[PATCH v2 1/4] powerpc/code-patching: introduce patch_instructions()
Christophe Leroy
christophe.leroy at csgroup.eu
Sat Mar 11 18:42:03 AEDT 2023
Le 10/03/2023 à 19:26, Christophe Leroy a écrit :
>
>
> Le 09/03/2023 à 19:02, Hari Bathini a écrit :
>> patch_instruction() entails setting up pte, patching the instruction,
>> clearing the pte and flushing the tlb. If multiple instructions need
>> to be patched, every instruction would have to go through the above
>> drill unnecessarily. Instead, introduce function patch_instructions()

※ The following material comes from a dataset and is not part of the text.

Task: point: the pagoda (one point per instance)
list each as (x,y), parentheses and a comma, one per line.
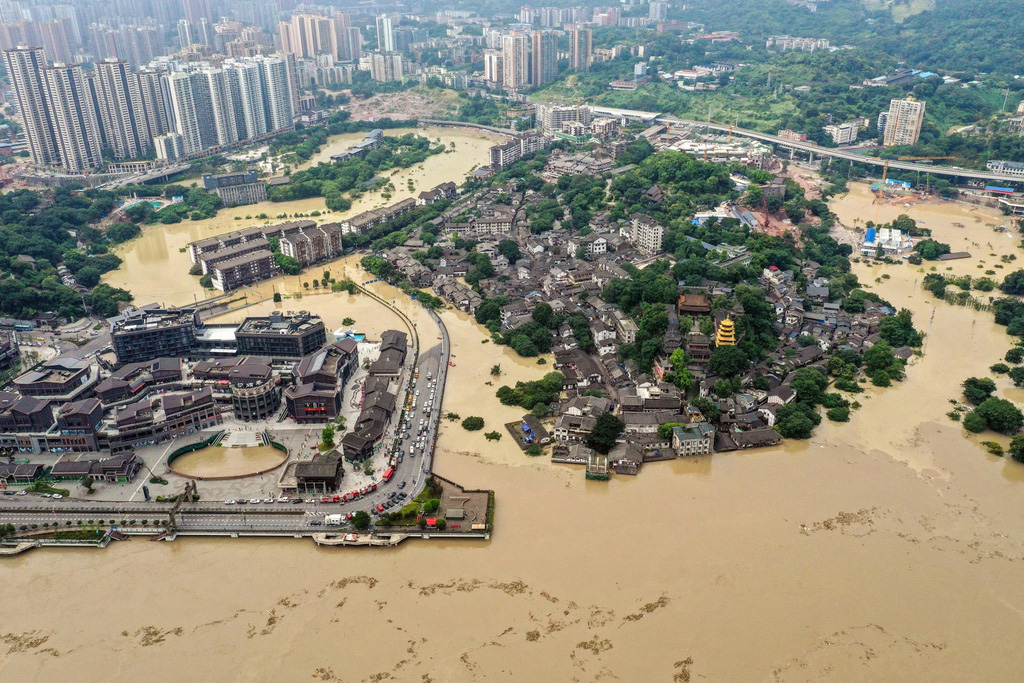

>> that patches multiple instructions at one go while setting up the pte,
>> clearing the pte and flushing the tlb only once per page range of
>> instructions. Observed ~5X improvement in speed of execution using
>> patch_instructions() over patch_instructions(), when more instructions
>> are to be patched.
>
> I get a 13% degradation on the time needed to activate ftrace on a
> powerpc 8xx.
>
> Before your patch, activation ftrace takes 550k timebase ticks. After
> your patch it takes 620k timebase ticks.
>
More details about the problem:
Before your patch, patch_instruction() is a simple, stackless function
(Note that the first branch is noped out after startup).

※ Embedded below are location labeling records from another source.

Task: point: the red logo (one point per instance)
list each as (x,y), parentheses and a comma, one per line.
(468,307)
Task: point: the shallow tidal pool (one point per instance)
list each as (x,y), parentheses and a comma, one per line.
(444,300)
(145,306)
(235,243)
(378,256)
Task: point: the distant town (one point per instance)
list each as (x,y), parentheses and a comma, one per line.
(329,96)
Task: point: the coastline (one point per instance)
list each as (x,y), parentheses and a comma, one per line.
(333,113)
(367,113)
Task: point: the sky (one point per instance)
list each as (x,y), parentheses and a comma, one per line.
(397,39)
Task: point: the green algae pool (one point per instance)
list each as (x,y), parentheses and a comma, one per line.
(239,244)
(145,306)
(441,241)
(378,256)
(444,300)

00000254 <patch_instruction>:
254: 48 00 00 6c b 2c0 <patch_instruction+0x6c>
258: 7c e0 00 a6 mfmsr r7
25c: 7c 51 13 a6 mtspr 81,r2
260: 3d 40 00 00 lis r10,0
262: R_PPC_ADDR16_HA .data
264: 39 4a 00 00 addi r10,r10,0
266: R_PPC_ADDR16_LO .data
268: 7c 69 1b 78 mr r9,r3
26c: 3d 29 40 00 addis r9,r9,16384
270: 81 0a 00 08 lwz r8,8(r10)
274: 55 29 00 26 rlwinm r9,r9,0,0,19
278: 81 4a 00 04 lwz r10,4(r10)
27c: 61 29 01 25 ori r9,r9,293
280: 91 28 00 00 stw r9,0(r8)
284: 55 49 00 26 rlwinm r9,r10,0,0,19
288: 50 6a 05 3e rlwimi r10,r3,0,20,31
28c: 90 8a 00 00 stw r4,0(r10)
290: 7c 00 50 6c dcbst 0,r10
294: 7c 00 04 ac hwsync
298: 7c 00 1f ac icbi 0,r3
29c: 7c 00 04 ac hwsync
2a0: 4c 00 01 2c isync
2a4: 38 60 00 00 li r3,0
2a8: 39 40 00 00 li r10,0
2ac: 91 48 00 00 stw r10,0(r8)
2b0: 7c 00 4a 64 tlbie r9,r0
2b4: 7c 00 04 ac hwsync
2b8: 7c e0 01 24 mtmsr r7
2bc: 4e 80 00 20 blr
2c0: 90 83 00 00 stw r4,0(r3)
2c4: 7c 00 18 6c dcbst 0,r3
2c8: 7c 00 04 ac hwsync
2cc: 7c 00 1f ac icbi 0,r3
2d0: 7c 00 04 ac hwsync
2d4: 4c 00 01 2c isync
2d8: 38 60 00 00 li r3,0
2dc: 4e 80 00 20 blr
2e0: 38 60 ff ff li r3,-1
2e4: 4b ff ff c4 b 2a8 <patch_instruction+0x54>
2e8: 38 60 ff ff li r3,-1
2ec: 4e 80 00 20 blr
Once your patch is there, patch_instruction() becomes a function that
has to step up a stack in order to call __do_patch_instructions().
And __do_patch_instructions() is quite a big function.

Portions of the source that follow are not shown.